List of constants to share in my project

Discussion in 'Mac Programming' started by Eraserhead, May 16, 2008.

  1. Eraserhead macrumors G4

    Eraserhead

    Joined:
    Nov 3, 2005
    Location:
    UK
    #1
    I'd like to stop using numbers for variables which should be constants. How do you create a file which contains a list of constants for use across my application?
     
  2. crees! macrumors 68000

    crees!

    Joined:
    Jun 14, 2003
    Location:
    MD/VA/DC
    #2
    Speaking in generalities you could just create a class that holds these values. When you need to reference them elsewhere just import the class and access them as you would any public variable in a another class.
     
  3. ChrisA macrumors G4

    Joined:
    Jan 5, 2006
    Location:
    Redondo Beach, California
    #3

    The most common way is to use #define and define them all as macros. BY convention all upper case is used. Put these in a dot H file and #include it where needed.

    #define DAYSINWEEK 5
    #define FINGERPERHAND 10
    #define TWOPI (2.0*pi)

    THese kinds of macros can be used anyplace. Like to define an array
    int days[DAYSINWEEK];
     
  4. yeroen macrumors 6502a

    yeroen

    Joined:
    Mar 8, 2007
    Location:
    Cambridge, MA
    #4
    I'm assuming this is C or Obj-C?

    Put them in a header file where they can be #defines, const ints, or expanding on the suggestion above, static const members of some globally accessible class. If this is C++ or Obj-C++, you can also create a namespace to hold these constants.
     
  5. Eraserhead thread starter macrumors G4

    Eraserhead

    Joined:
    Nov 3, 2005
    Location:
    UK
    #5
    Thanks for the help, I presume if I use #define the constants can't be changed without a recompile?

    This is for my D&D program so its Objective-C but most of the constants are C constants. I thought I should stop using ==2 and things like that when actually its a constant value thats required as that's bad code.
     
  6. yeroen macrumors 6502a

    yeroen

    Joined:
    Mar 8, 2007
    Location:
    Cambridge, MA
    #6
    #define's can't be changed without a recompile, or more strictly speaking, another run of the preprocessor and a recompile (these are usually represented as one step, although they don't have to be).
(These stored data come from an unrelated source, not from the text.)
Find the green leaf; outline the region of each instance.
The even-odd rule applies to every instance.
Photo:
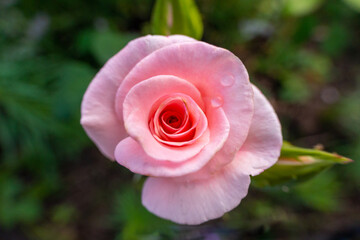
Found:
[[[349,41],[352,39],[351,32],[343,24],[337,22],[331,24],[329,28],[321,47],[326,54],[337,57],[349,46]]]
[[[139,191],[130,187],[116,194],[113,222],[116,228],[122,226],[116,239],[152,239],[154,234],[172,235],[173,224],[148,212],[140,199]]]
[[[340,204],[341,182],[338,181],[333,171],[326,171],[302,184],[293,190],[295,196],[303,204],[312,209],[331,212],[336,211]]]
[[[351,159],[340,156],[336,153],[328,153],[318,149],[301,148],[291,145],[288,142],[284,142],[281,148],[280,160],[295,159],[300,163],[349,163]]]
[[[194,0],[157,0],[152,12],[154,34],[183,34],[201,39],[203,24]]]
[[[315,11],[324,0],[284,0],[286,14],[303,16]]]
[[[94,32],[91,40],[91,52],[98,63],[102,65],[136,37],[137,35],[132,33]]]
[[[284,142],[277,163],[262,174],[253,177],[253,183],[255,186],[265,187],[304,181],[336,163],[345,164],[351,161],[336,153],[300,148]]]
[[[349,7],[360,12],[360,1],[359,0],[343,0]]]

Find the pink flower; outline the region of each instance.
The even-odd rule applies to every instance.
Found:
[[[92,80],[81,114],[105,156],[149,176],[143,205],[181,224],[235,208],[282,144],[278,118],[242,62],[179,35],[131,41]]]

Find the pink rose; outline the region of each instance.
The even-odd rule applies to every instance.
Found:
[[[235,208],[282,144],[278,118],[242,62],[179,35],[131,41],[92,80],[81,114],[105,156],[149,176],[143,205],[181,224]]]

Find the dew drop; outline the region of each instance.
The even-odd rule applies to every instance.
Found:
[[[220,80],[220,82],[221,82],[221,85],[223,85],[224,87],[230,87],[234,84],[235,79],[234,79],[234,76],[229,75],[229,76],[222,78]]]
[[[211,106],[213,106],[214,108],[221,107],[222,104],[223,104],[223,99],[220,96],[211,99]]]

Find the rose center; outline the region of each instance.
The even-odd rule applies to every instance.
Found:
[[[170,124],[171,126],[173,126],[174,123],[177,123],[178,121],[179,121],[179,119],[176,116],[171,116],[166,120],[166,122],[168,124]]]
[[[161,125],[167,129],[167,132],[172,132],[171,129],[175,130],[181,127],[183,123],[182,112],[166,111],[161,114]],[[171,128],[171,129],[168,129]]]
[[[174,94],[160,98],[149,115],[149,128],[156,140],[182,146],[194,140],[199,121],[198,106],[188,96]]]

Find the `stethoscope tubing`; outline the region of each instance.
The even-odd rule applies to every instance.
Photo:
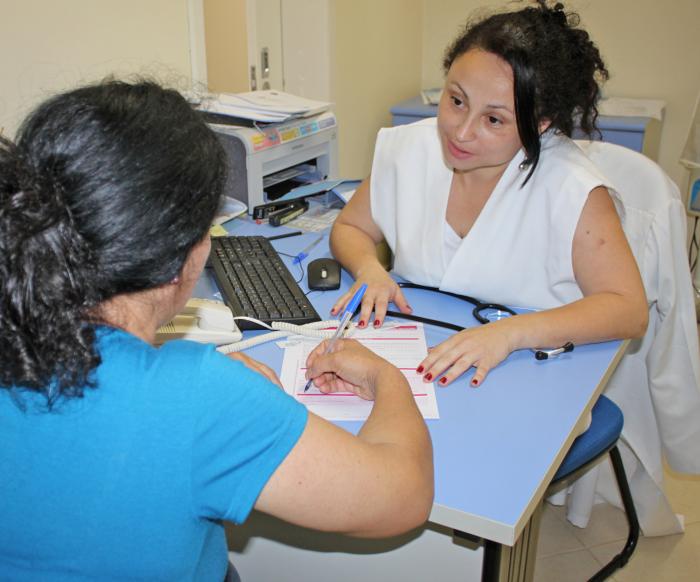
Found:
[[[462,301],[466,301],[467,303],[471,303],[474,306],[472,315],[479,323],[489,323],[489,320],[481,314],[481,312],[486,309],[495,309],[496,311],[505,311],[508,315],[517,315],[515,311],[513,311],[507,305],[501,305],[500,303],[484,303],[475,297],[460,295],[459,293],[453,293],[452,291],[443,291],[437,287],[428,287],[427,285],[419,285],[418,283],[410,283],[407,281],[400,281],[399,287],[403,289],[421,289],[423,291],[432,291],[433,293],[442,293],[443,295],[449,295],[450,297],[455,297],[457,299],[461,299]]]
[[[442,293],[443,295],[449,295],[450,297],[455,297],[457,299],[461,299],[462,301],[466,301],[468,303],[471,303],[474,305],[474,309],[472,310],[472,315],[474,316],[474,319],[476,319],[479,323],[481,324],[486,324],[490,323],[488,319],[486,319],[484,316],[481,315],[480,311],[484,309],[496,309],[498,311],[505,311],[509,315],[517,315],[515,311],[513,311],[510,307],[506,305],[501,305],[499,303],[482,303],[478,299],[474,297],[470,297],[469,295],[460,295],[459,293],[453,293],[452,291],[443,291],[442,289],[439,289],[437,287],[428,287],[427,285],[419,285],[418,283],[410,283],[408,281],[400,281],[398,283],[399,287],[402,289],[420,289],[422,291],[432,291],[433,293]],[[450,323],[449,321],[441,321],[438,319],[430,319],[429,317],[423,317],[421,315],[414,315],[412,313],[401,313],[400,311],[391,311],[387,310],[386,315],[389,317],[396,317],[399,319],[407,319],[409,321],[417,321],[419,323],[425,323],[427,325],[434,325],[436,327],[443,327],[446,329],[451,329],[453,331],[463,331],[466,329],[465,327],[462,327],[460,325],[456,325],[454,323]],[[574,344],[572,342],[567,342],[560,348],[555,348],[555,349],[549,349],[549,350],[543,350],[543,349],[532,349],[531,350],[535,354],[535,359],[536,360],[548,360],[550,358],[554,358],[556,356],[559,356],[561,354],[566,354],[569,352],[574,351]]]
[[[386,315],[388,317],[397,317],[399,319],[407,319],[409,321],[417,321],[419,323],[425,323],[427,325],[434,325],[436,327],[444,327],[446,329],[451,329],[453,331],[464,331],[466,328],[455,323],[450,323],[449,321],[440,321],[439,319],[430,319],[429,317],[423,317],[421,315],[413,315],[412,313],[401,313],[400,311],[387,310]]]

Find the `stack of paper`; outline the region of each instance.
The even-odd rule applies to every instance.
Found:
[[[394,364],[408,380],[423,418],[440,418],[435,397],[435,384],[424,382],[416,367],[428,355],[422,323],[387,321],[374,329],[352,328],[349,337],[359,341],[374,353]],[[284,344],[284,359],[280,379],[285,391],[313,413],[326,420],[366,420],[373,403],[351,392],[324,394],[312,385],[306,386],[306,360],[321,340],[304,336],[289,338]]]
[[[423,91],[420,92],[420,96],[423,100],[423,105],[440,105],[442,89],[423,89]]]
[[[659,99],[607,97],[598,102],[601,115],[620,117],[653,117],[663,121],[666,102]]]
[[[330,103],[297,97],[282,91],[220,93],[202,99],[199,109],[230,117],[264,123],[279,123],[295,117],[317,115],[330,108]]]

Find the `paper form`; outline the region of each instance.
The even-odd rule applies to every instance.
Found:
[[[297,228],[304,232],[321,232],[333,226],[338,214],[340,214],[340,209],[326,208],[319,204],[294,220],[290,220],[285,226]]]
[[[440,418],[435,385],[423,382],[423,377],[416,372],[418,364],[428,354],[423,324],[389,321],[380,329],[354,328],[348,337],[359,341],[401,370],[423,418]],[[366,420],[374,404],[372,401],[363,400],[351,392],[323,394],[313,384],[308,392],[304,392],[306,359],[319,342],[301,336],[290,338],[287,342],[281,373],[285,391],[326,420]]]

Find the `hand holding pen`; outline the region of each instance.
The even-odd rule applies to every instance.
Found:
[[[355,313],[355,309],[357,309],[357,306],[360,304],[360,301],[362,301],[362,296],[365,294],[366,290],[367,285],[362,285],[355,292],[355,295],[353,296],[350,303],[348,303],[347,307],[345,308],[345,311],[343,312],[342,317],[340,318],[338,329],[335,330],[335,334],[333,334],[333,337],[329,340],[328,344],[326,345],[326,350],[324,354],[330,353],[333,350],[333,346],[338,341],[338,339],[343,337],[343,333],[345,333],[345,330],[348,327],[348,324],[350,323],[353,314]],[[309,381],[306,383],[306,386],[304,386],[304,392],[307,392],[309,390],[312,383],[313,378],[309,378]]]

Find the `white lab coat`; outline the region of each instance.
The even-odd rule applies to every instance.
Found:
[[[649,303],[649,328],[631,342],[605,394],[625,415],[622,456],[645,535],[682,531],[663,491],[672,469],[700,473],[700,362],[695,301],[686,258],[686,216],[676,185],[627,148],[578,142],[625,206],[623,227]],[[593,491],[620,505],[609,466],[574,486],[569,518],[588,522]]]
[[[377,137],[372,218],[401,277],[485,301],[550,309],[583,295],[571,257],[588,194],[605,177],[570,139],[543,137],[540,162],[518,152],[452,257],[445,220],[453,172],[443,159],[435,119],[382,129]],[[614,195],[614,193],[613,193]]]

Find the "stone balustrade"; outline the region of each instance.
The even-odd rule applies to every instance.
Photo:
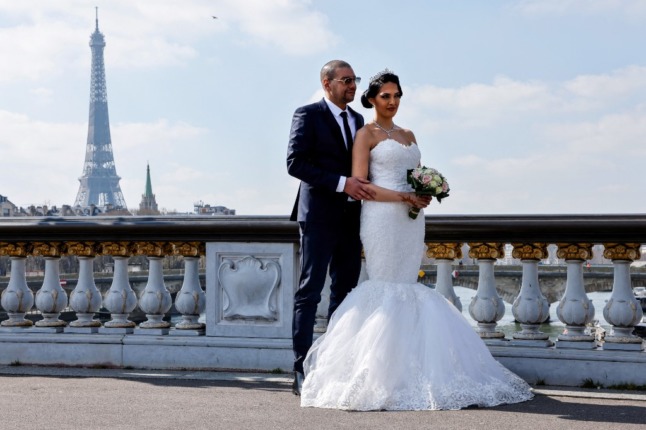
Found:
[[[630,280],[630,263],[640,258],[641,244],[646,243],[646,216],[429,216],[426,223],[427,257],[437,267],[436,290],[459,310],[468,306],[475,330],[503,364],[530,382],[646,384],[646,375],[638,371],[646,365],[646,353],[634,334],[643,314]],[[464,243],[479,267],[476,295],[469,304],[460,303],[451,278]],[[511,244],[523,268],[512,306],[521,330],[509,337],[497,328],[505,306],[496,291],[494,265],[504,256],[505,244]],[[546,258],[549,244],[557,245],[558,257],[567,265],[566,288],[557,307],[565,329],[554,341],[540,331],[549,305],[538,285],[539,261]],[[594,244],[604,245],[604,257],[614,266],[611,298],[596,310],[583,284],[583,264],[592,257]],[[8,316],[0,324],[0,363],[291,367],[298,230],[284,217],[9,219],[0,221],[0,256],[11,260],[0,300]],[[26,281],[30,256],[45,260],[43,283],[35,294]],[[78,282],[69,297],[60,283],[62,256],[74,256],[79,263]],[[97,256],[114,261],[112,284],[103,295],[93,278]],[[128,278],[133,256],[149,262],[139,297]],[[166,256],[184,260],[184,281],[174,303],[164,284]],[[164,316],[173,305],[181,320],[171,325]],[[128,319],[137,306],[146,315],[139,324]],[[76,315],[69,324],[60,318],[66,309]],[[100,309],[109,312],[108,321],[96,319]],[[35,324],[25,317],[34,310],[42,317]],[[587,329],[601,312],[612,332],[599,343]]]

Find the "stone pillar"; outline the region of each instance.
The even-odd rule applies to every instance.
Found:
[[[137,295],[128,279],[128,258],[132,254],[132,245],[130,242],[105,242],[101,244],[101,249],[103,255],[111,255],[114,260],[114,276],[103,301],[105,308],[110,311],[110,321],[99,332],[133,333],[136,324],[128,319],[130,312],[137,307]]]
[[[184,282],[175,296],[175,309],[182,321],[175,324],[174,335],[203,335],[205,324],[198,322],[206,307],[206,294],[200,285],[199,262],[206,247],[200,242],[173,243],[173,253],[184,257]]]
[[[437,265],[437,282],[435,291],[442,294],[453,306],[462,312],[462,303],[460,298],[455,294],[453,289],[453,279],[451,277],[451,266],[453,260],[462,258],[461,243],[433,243],[426,244],[426,256],[435,259]]]
[[[136,334],[165,335],[170,331],[170,322],[164,321],[164,315],[173,305],[166,284],[162,263],[165,255],[172,252],[170,244],[165,242],[138,242],[135,244],[138,255],[148,257],[148,283],[139,297],[139,307],[146,313],[147,320],[139,324]]]
[[[630,281],[630,263],[640,256],[639,243],[605,243],[603,256],[612,260],[614,282],[603,317],[612,324],[612,333],[604,339],[603,349],[641,351],[642,338],[635,336],[635,325],[642,319],[641,303],[635,298]]]
[[[478,290],[469,304],[469,314],[478,322],[476,332],[483,339],[504,339],[496,330],[497,321],[505,315],[505,303],[496,291],[493,265],[505,255],[502,243],[469,243],[469,257],[478,261]]]
[[[0,243],[0,255],[11,258],[11,278],[2,292],[0,304],[9,316],[2,321],[2,327],[31,327],[34,323],[25,319],[25,313],[34,305],[34,293],[27,286],[26,260],[31,252],[27,243]]]
[[[588,299],[583,284],[583,262],[592,257],[591,243],[559,243],[557,255],[567,264],[565,293],[559,301],[556,315],[565,331],[558,336],[558,348],[592,349],[593,335],[585,333],[586,325],[594,318],[594,306]]]
[[[61,260],[62,244],[58,242],[34,243],[34,255],[45,257],[45,278],[43,285],[36,292],[36,307],[43,315],[43,319],[36,321],[38,331],[60,333],[67,325],[58,319],[61,311],[67,307],[67,293],[61,287],[59,263]]]
[[[512,256],[521,260],[523,280],[520,293],[512,306],[512,313],[520,323],[522,331],[514,333],[513,338],[527,345],[550,346],[549,336],[539,327],[550,316],[550,306],[541,292],[538,283],[538,262],[547,257],[545,243],[513,243]]]
[[[76,312],[75,321],[65,329],[66,333],[97,333],[101,321],[94,314],[101,309],[103,298],[94,283],[94,257],[97,246],[94,242],[69,242],[67,253],[79,260],[79,278],[70,294],[70,307]]]

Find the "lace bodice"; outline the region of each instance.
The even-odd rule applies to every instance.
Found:
[[[394,139],[380,142],[370,151],[370,181],[380,187],[396,191],[412,191],[406,182],[406,171],[419,165],[416,144],[402,145]]]

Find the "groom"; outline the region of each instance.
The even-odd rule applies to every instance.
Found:
[[[294,394],[300,395],[303,360],[312,346],[316,309],[330,273],[328,318],[357,285],[361,271],[361,200],[368,182],[352,178],[352,142],[363,117],[348,107],[358,78],[350,64],[321,69],[325,98],[296,109],[287,148],[287,171],[301,180],[291,220],[300,231],[300,279],[294,295]]]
    But if what you want to express really is a constant, compile-time is the only time it should be changed. Compared to #define's, declaring const objects has the advantage that it introduces a symbol into the symbol table, and so it's visible in the debugger. There is also the risk that your #define may silently redefine some other #define elsewhere in your code or that in an included header, which can result in some very obscure bugs.
    The drawback to const objects, besides the negligible space penalty, is that const doesn't really mean constant, but rather "read-only through that symbol". That is an object declared const can't be assigned to, but that doesn't stop you from playing tricks like taking a const object's address and manipulating the contents via a pointer dereference.